I started going to church alot after she died, the same church where she went as a child. My self journies in life have lead me to believe that there is no God, but I do believe there was something special about that church. Not because of God or Christ, but because my great-grandma held it so close to her heart.
Since then our family has never been the same. Two of her children preceeded her in death, the other 8 were split down the middle. It's been a considerable amount of time since I saw Morgan, Dorthy, or Janice. I've seen Carl recently, but it wasn't till after he left I realized he wasn't a stranger who had walked up to Kay's house to ask directions. Wanda, Junior, John and my grandma I am very close to. I take every chance I get to spend time with them, so we often play card games late into the night. The last time the whole family was together was at Tennie's funeral. I went, I said goodbye, I took a single rose from a boquet home. I didn't cry. I felt bad for not crying, but it was about two weeks after she died that I did. The only way to explain it is that I was beyond tears. A grief that could not be shown through tears alone.
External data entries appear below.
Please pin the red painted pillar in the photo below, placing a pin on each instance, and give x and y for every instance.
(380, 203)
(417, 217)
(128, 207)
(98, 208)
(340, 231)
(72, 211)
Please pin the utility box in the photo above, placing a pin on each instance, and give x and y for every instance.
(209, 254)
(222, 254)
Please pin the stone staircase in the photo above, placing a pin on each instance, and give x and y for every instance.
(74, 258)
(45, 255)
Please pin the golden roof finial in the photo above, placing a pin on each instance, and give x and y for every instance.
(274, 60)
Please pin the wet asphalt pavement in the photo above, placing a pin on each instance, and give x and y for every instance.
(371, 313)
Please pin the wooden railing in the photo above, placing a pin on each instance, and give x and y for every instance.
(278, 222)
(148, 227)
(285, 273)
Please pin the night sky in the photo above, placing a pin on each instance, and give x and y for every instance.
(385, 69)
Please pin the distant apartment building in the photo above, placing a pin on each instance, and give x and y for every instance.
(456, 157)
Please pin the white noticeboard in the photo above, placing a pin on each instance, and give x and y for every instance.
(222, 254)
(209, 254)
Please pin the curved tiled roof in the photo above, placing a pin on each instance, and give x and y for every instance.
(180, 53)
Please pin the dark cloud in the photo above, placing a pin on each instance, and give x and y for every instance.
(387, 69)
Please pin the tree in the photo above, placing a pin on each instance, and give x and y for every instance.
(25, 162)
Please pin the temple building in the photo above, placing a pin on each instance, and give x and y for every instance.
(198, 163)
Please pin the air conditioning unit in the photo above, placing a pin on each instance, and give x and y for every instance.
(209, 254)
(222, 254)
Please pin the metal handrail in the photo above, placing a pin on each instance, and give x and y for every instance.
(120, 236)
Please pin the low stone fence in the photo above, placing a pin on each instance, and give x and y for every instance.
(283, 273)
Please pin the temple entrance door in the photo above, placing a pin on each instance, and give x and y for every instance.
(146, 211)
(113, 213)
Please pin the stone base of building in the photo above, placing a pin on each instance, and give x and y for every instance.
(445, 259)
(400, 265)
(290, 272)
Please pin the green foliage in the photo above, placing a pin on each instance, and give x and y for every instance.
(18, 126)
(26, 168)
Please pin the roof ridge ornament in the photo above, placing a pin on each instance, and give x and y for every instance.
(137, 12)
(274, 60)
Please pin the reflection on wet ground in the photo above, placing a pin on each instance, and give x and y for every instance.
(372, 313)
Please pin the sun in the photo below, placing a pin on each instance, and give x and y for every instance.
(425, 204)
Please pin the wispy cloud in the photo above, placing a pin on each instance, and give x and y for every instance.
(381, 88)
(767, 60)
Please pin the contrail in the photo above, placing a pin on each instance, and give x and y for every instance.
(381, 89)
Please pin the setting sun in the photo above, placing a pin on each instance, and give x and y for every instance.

I have some various items that once belong to my great-grandma. I cherish them greatly, and hope to pass them down to my own kids someday. To show them that I still have the last dollar she gave me, to tell them how she used to hide money in the furniture, and let you keep it if you found it. Usually it was just a dollar, sometimes it would be a $5, and on occassion one would be so lucky as to find a $20 suffed under the couch coushins.
I haven't given much thought to going back back to visit her grave, but now that I do, I don't think I can. I was young when she died, but as soon as my father said the words "she passed away last night" I stopped being a kid. Everything became more real. Everything became more difficult. Suddenly my family was all fighting, on mom's side and dad's. They didn't all live on the same few blocks where a 5 year old could safely walk from one relative to another with no concern from the family. Life stopped working out. Before everything eventually resolved itself, and everyone was ok. Since then, I have been suicidally depressed, I was kicked out of school, I lost all my friends, I've been stalked, I've been harassed, I was threatened and hit by school officials and the kids at school, and the sad part, all that was within a year of her death. Some of them are childish problems, others are very real. To go back to her grave, would be going back to the place where my life changed forever. Someday, I will be able to face it, and put these last 6 years behind me, to finally start to recover and move on, but it probably won't be soon. I want that to be the last step in moving on, and that's a step I'm not ready to take.
I plan on moving away from here, sadly breaking our family even more. Perhaps her grave will be the last place I visit, concluding that which started there. Finally beginning another chapter in my life, memories of her brining back the joy they were to live, rather than the pain of what I lost.